Wales has lost hundreds of millions in European structural and agricultural funds

“Not a penny less and not a power lost”

Wales was promised “not a penny less and not a power lost” if the UK left the European Union.
Almost a year after Brexit – and following the UK autumn Budget and spending review – these promises are ringing hollow.
Wales has lost hundreds of millions in European structural and agricultural funds and the UK Government is undermining devolution and bypassing the Senedd to make decisions in devolved areas.

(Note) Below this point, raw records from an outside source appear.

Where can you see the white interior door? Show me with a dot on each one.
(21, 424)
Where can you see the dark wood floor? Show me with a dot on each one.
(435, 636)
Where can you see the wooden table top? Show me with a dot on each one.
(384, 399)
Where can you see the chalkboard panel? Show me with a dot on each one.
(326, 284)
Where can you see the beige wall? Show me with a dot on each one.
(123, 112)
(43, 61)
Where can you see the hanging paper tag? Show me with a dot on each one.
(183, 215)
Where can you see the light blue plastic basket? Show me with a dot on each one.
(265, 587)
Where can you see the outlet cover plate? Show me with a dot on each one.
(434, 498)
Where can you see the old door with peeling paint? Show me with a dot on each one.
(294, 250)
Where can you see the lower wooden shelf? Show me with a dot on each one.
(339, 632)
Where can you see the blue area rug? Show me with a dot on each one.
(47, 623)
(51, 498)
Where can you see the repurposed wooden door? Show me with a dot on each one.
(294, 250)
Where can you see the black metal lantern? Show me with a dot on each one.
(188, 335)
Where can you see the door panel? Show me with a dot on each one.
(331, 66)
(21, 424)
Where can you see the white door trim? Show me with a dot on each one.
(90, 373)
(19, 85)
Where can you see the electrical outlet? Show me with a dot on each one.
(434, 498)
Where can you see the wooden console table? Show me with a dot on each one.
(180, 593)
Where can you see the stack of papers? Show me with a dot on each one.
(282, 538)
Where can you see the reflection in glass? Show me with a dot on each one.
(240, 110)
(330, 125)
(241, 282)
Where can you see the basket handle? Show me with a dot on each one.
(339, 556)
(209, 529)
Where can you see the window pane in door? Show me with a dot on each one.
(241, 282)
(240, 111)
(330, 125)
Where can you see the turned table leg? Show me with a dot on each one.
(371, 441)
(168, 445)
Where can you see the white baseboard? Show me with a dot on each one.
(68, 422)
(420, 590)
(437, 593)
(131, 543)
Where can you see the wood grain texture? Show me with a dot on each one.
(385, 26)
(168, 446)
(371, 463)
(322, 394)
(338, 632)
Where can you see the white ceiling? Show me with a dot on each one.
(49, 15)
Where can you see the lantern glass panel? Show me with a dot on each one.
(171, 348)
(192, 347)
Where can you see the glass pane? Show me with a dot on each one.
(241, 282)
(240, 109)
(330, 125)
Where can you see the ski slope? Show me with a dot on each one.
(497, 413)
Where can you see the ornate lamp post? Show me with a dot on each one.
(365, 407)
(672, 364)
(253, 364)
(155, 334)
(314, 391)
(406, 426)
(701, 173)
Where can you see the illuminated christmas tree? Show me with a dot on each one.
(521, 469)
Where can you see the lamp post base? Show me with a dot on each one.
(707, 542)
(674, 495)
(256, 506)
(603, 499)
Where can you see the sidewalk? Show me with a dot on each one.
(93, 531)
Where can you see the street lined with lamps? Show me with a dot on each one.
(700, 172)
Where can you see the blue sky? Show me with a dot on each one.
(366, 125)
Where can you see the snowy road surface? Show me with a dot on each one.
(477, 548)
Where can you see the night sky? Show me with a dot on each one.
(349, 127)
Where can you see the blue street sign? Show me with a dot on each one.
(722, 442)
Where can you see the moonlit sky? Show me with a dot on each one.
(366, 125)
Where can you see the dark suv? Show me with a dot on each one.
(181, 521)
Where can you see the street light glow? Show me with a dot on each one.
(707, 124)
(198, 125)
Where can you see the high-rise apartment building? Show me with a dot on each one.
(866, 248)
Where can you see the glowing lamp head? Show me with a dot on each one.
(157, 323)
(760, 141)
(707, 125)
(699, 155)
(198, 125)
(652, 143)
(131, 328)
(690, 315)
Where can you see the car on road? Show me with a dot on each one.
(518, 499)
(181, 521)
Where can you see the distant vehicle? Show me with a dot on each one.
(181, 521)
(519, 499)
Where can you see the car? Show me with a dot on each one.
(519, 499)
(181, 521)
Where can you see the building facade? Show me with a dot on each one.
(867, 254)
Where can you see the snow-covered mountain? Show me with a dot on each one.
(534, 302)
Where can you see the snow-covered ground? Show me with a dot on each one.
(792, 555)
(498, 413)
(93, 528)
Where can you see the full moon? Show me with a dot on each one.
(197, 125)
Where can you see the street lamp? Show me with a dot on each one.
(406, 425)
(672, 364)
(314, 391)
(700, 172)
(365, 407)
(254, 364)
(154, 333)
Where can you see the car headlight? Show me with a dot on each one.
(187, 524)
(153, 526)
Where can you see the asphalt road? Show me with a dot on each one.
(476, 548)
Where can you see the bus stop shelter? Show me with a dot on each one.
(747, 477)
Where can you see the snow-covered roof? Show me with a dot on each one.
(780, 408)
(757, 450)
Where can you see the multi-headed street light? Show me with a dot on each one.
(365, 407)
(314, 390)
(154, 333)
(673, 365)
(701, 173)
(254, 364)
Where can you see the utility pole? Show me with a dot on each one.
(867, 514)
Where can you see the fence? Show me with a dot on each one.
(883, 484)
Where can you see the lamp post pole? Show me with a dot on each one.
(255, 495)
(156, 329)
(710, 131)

The UK Government is bypassing devolution
The UK Government promised devolved governments and devolved powers would be respected when the UK left the EU.
Instead it passed the controversial Internal Market Act, which is undermining devolution and stopping decisions about Wales being taken in Wales.
The Act includes financial assistance powers, which enables the UK Government to make funding decisions in devolved areas – bypassing the democratically-elected government of Wales and the Senedd.

In the autumn Budget and spending review, the Chancellor announced funding would be directly allocated in Wales in devolved areas, using the Internal Market Act powers.
This amounts to some £150m in revenue funding and £100m in capital between 2021-22 and 2024-25 in the following areas:

 Turing programme (the UK Government’s successor to the Erasmus+ programme
 The Union Connectivity Review (transport)
 UK Fisheries Fund
 Major events
 Global Screen fund
 UK City of Culture
 Pocket parks
 Access to tennis facilities
 Grassroots football facilities
 Devolution is an established feature of the UK. The UK Government has had 22 years to appreciate and work with the devolved Welsh Government but instead it is clawing back power to Westminster.
 This aggressive, unilateral approach does nothing to strengthen the bonds between our nations. This spending review makes a mockery of the UK Government’s own ambition to spread investment across the UK.

The missing EU millions
Wales was allocated £375m each calendar year in structural funding from the EU. This is not being replaced by the UK Government now the UK has left the EU.
It’s been nearly five years since the UK Government first announced that a Shared Prosperity Fund (SPF) would replace EU structural funding and nearly two years since Brexit. But the UK Government hasn’t consulted on or even published a framework about how the SPF will be delivered.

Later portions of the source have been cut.